Ricorso in Cassazione: quando la genericità lo rende nullo
Un recente provvedimento della Corte di Cassazione offre uno spunto importante su un errore tecnico che può costare caro: la genericità dell’atto di ricorso. La vicenda riguarda un imputato che, dopo una condanna, ha tentato la via del ricorso in Cassazione per ottenere una riduzione di pena. La sua richiesta si basava sul riconoscimento di una circostanza attenuante, quella prevista per aver causato un danno patrimoniale di speciale tenuità. Tuttavia, la Corte ha chiuso subito la porta, dichiarando l’ inammissibilità del ricorso per genericità.
I fatti alla base della decisione
La storia processuale è semplice. Un soggetto, dopo essere stato condannato, aveva presentato appello. Anche in quella sede, i giudici avevano confermato la sua colpevolezza, respingendo la sua richiesta di applicare l’attenuante del danno lieve. Non dandosi per vinto, l’imputato ha proposto ricorso alla Corte di Cassazione, l’ultimo grado di giudizio. Il suo obiettivo era sempre lo stesso: dimostrare di aver diritto allo sconto di pena perché il danno causato dal reato era minimo.
Il concetto di ‘genericità’ nel processo penale
Per comprendere la decisione della Corte, è fondamentale capire cosa significa ‘motivo generico’. Quando si impugna una sentenza, non è sufficiente dire ‘non sono d’accordo’. È necessario spiegare in modo preciso e dettagliato perché la decisione del giudice precedente è sbagliata. Bisogna creare un dialogo critico con le motivazioni della sentenza, smontandole punto per punto. Un ricorso è ‘generico’ quando, invece di fare questo, si limita a ripetere le stesse difese già presentate e respinte, senza confrontarsi con le ragioni per cui sono state respinte. La legge, in particolare l’articolo 591 del codice di procedura penale, sanziona questa pratica con l’inammissibilità.

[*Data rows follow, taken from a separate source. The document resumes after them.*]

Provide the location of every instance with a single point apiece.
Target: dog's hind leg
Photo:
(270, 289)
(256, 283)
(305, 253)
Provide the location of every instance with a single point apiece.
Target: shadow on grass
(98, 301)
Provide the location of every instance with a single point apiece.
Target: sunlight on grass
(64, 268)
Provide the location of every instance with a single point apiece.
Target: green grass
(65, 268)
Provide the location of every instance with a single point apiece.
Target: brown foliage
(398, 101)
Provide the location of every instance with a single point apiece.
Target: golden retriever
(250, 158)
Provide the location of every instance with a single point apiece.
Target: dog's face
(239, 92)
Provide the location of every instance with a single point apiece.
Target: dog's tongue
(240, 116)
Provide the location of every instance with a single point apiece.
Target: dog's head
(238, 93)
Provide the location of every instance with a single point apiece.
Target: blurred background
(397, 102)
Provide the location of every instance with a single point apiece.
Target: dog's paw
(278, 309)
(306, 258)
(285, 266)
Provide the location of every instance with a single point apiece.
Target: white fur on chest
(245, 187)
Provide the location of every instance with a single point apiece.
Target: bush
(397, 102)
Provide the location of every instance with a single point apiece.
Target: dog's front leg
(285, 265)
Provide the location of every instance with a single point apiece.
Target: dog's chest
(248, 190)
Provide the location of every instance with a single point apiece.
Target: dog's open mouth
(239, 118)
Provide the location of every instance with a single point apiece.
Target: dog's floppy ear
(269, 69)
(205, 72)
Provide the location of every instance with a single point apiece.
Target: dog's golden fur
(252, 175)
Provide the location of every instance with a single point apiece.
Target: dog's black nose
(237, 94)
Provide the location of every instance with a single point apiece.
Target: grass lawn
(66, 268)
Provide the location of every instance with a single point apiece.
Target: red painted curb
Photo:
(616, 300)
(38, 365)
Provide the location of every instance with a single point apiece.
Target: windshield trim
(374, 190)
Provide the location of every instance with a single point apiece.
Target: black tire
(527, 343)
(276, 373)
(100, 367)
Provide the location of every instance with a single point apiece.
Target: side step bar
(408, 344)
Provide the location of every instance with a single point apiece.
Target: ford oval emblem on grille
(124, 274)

Le motivazioni: perché la Cassazione ha dichiarato l’inammissibilità del ricorso per genericità
La Corte di Cassazione ha agito con fermezza. I giudici hanno letto il ricorso e hanno subito notato che era una sorta di ‘copia e incolla’ degli argomenti già usati davanti alla Corte d’Appello. L’imputato non ha spiegato perché il ragionamento dei giudici d’appello, nel negargli l’attenuante, fosse errato. Si è limitato a riproporre la sua versione, ignorando completamente le motivazioni della sentenza che stava impugnando. Questo comportamento processuale rende il ricorso inutile, perché non offre alla Corte Suprema alcun elemento nuovo o specifico su cui decidere. Di fronte a questa palese mancanza di specificità, l’unica conseguenza possibile era dichiarare l’ inammissibilità del ricorso per genericità.
Le conclusioni: condanna definitiva e spese a carico del ricorrente
L’esito è stato netto: il ricorso è stato dichiarato inammissibile. Questa decisione ha due conseguenze pratiche molto pesanti. Primo, la sentenza di condanna della Corte d’Appello è diventata definitiva, senza alcuna possibilità di essere modificata. Secondo, l’imputato è stato condannato a pagare non solo le spese del procedimento in Cassazione, ma anche una somma aggiuntiva di tremila euro a favore della Cassa delle ammende. Questa ordinanza ribadisce una lezione fondamentale: nel processo, la forma è sostanza. Un ricorso scritto male o senza la dovuta perizia tecnica equivale a non averlo mai presentato.
Cosa significa che un ricorso è ‘generico’?
Significa che l’atto di appello non contesta in modo specifico le ragioni della decisione del giudice precedente, ma si limita a ripetere argomenti già presentati o a sollevare critiche vaghe.
Qual è la conseguenza di un ricorso generico in Cassazione?
La conseguenza è l’inammissibilità. Il ricorso non viene esaminato nel merito, la sentenza precedente diventa definitiva e il ricorrente viene condannato a pagare le spese processuali e una sanzione.
Posso riproporre le stesse argomentazioni in appello?
Sì, ma devono essere formulate come una critica specifica e puntuale al ragionamento del giudice del grado precedente, spiegando perché quel ragionamento è sbagliato secondo la legge o la logica.